The budget is now a crucial moment for this government. It has to demonstrate that there is a growth strategy, and show how decisions will be made to limit the downturn and point the economy to a better future. It is made more difficult by wanting to put up Corporation tax, making the UK a less attractive destination for inward investment and new jobs, and reducing company cashflows for new domestic investment by companies already here. Since the Chancellor spoke about reversing tax proposals various independent forecasters have been cutting their growth forecasts.
The government has placed itself at the mercy of OBR forecasts. The OBR needs to lift its current year forecast of the budget deficit which I said would be an understatement when they made it. It needs to update it for the extra spending the government has now committed as a response to the energy crisis. It needs to reflect for the following year the likely slowing of revenue growth as a result of economic downturn. The government needs to tell the nation that whatever it does borrowing will be higher over the next year or so. The choice is whether to offer some offset to the hit to real incomes from higher interest rates and higher energy costs in order to limit the downturn, or whether to end up borrowing even more because the downturn is deeper and longer. It seems likely the OBR will follow the Bank of England in predicting no growth and maybe a recession in 2023. The crucial 2025/6 year forecast which affects the budget judgement needs to be more realistic than last year’s deficit forecast. There will be a windfall on the debt interest programme given the way they state it. As inflation comes down so on their definition the interest programme falls sharply.
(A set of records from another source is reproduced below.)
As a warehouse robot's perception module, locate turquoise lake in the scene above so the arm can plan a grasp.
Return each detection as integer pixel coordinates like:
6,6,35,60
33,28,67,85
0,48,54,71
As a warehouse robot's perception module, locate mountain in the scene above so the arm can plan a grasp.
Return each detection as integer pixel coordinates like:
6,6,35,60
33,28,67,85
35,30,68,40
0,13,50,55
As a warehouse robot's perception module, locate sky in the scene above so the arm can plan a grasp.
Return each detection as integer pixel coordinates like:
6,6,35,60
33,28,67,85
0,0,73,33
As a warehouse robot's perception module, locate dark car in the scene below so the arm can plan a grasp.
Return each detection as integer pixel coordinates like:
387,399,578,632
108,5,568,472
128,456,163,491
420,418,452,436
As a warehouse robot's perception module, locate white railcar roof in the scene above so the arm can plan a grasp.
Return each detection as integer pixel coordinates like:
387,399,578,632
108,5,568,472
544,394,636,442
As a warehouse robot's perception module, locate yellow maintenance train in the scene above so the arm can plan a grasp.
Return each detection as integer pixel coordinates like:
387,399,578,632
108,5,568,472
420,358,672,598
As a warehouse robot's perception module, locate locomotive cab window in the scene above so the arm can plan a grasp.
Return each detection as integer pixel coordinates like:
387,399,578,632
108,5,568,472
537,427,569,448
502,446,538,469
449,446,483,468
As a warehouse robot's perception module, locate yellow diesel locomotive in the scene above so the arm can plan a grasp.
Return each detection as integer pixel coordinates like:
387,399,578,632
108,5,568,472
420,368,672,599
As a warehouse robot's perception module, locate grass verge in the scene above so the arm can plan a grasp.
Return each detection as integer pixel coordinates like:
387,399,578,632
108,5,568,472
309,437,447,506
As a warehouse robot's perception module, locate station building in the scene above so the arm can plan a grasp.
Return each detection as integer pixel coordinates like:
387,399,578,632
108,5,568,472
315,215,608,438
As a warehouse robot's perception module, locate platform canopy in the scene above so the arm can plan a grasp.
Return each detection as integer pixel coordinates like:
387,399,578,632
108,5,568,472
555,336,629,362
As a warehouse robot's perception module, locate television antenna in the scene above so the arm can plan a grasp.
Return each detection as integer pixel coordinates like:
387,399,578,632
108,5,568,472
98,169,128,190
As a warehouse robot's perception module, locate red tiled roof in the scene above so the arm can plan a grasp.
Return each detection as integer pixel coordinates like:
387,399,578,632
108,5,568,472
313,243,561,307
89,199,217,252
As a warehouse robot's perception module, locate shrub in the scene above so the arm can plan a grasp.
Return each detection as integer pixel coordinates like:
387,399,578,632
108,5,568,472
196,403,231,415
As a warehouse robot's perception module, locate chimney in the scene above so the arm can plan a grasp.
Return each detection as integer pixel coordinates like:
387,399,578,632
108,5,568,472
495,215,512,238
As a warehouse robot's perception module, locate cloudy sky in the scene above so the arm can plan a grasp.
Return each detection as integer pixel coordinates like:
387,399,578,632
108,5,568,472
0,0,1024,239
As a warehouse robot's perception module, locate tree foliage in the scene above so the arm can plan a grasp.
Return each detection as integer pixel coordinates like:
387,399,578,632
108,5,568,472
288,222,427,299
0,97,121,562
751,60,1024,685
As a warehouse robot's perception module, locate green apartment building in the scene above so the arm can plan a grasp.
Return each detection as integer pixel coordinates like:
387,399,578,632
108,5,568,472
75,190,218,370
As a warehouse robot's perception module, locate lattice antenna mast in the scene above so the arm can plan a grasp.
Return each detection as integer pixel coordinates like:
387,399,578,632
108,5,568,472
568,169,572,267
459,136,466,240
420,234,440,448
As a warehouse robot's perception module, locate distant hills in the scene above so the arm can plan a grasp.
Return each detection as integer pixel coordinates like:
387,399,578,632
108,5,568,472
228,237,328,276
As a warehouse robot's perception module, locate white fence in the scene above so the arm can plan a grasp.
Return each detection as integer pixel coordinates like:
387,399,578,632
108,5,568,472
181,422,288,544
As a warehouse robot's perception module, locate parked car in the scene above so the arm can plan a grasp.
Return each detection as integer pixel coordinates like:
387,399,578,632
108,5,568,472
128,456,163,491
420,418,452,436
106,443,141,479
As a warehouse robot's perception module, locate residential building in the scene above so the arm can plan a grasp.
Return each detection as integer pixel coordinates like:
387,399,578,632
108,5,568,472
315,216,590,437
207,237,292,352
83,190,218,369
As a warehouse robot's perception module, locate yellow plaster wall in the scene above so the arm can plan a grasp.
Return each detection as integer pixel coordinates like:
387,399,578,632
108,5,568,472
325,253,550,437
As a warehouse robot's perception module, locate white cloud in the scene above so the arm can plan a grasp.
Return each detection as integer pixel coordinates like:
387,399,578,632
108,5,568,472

The government needs to review the list of projects to expand UK capacity listed in the Growth Plan 2022 released by the last Chancellor. Several important oil and gas field developments are missing at a time when we need to swell the domestic production of fuels. This would boost revenues at home and cut carbon dioxide from transporting and liquifying imports. The road schemes need to be ones which increase capacity on main roads to allow people going to work in vehicles freedom from so many traffic jams. They can then book an additional appointment in the day. They should add small modular nuclear reactors to the list where pump priming state investment could lead to a major new manufacturing activity to be privately financed with opportunity for exports.
The government needs reviews of regulations, licencing and subsidy regimes where they affect our ability to grow more of our own food, deliver more of our own energy and produce more of our own industrial products. Your ideas would b e of interest as to what a good Growth strategy should look like.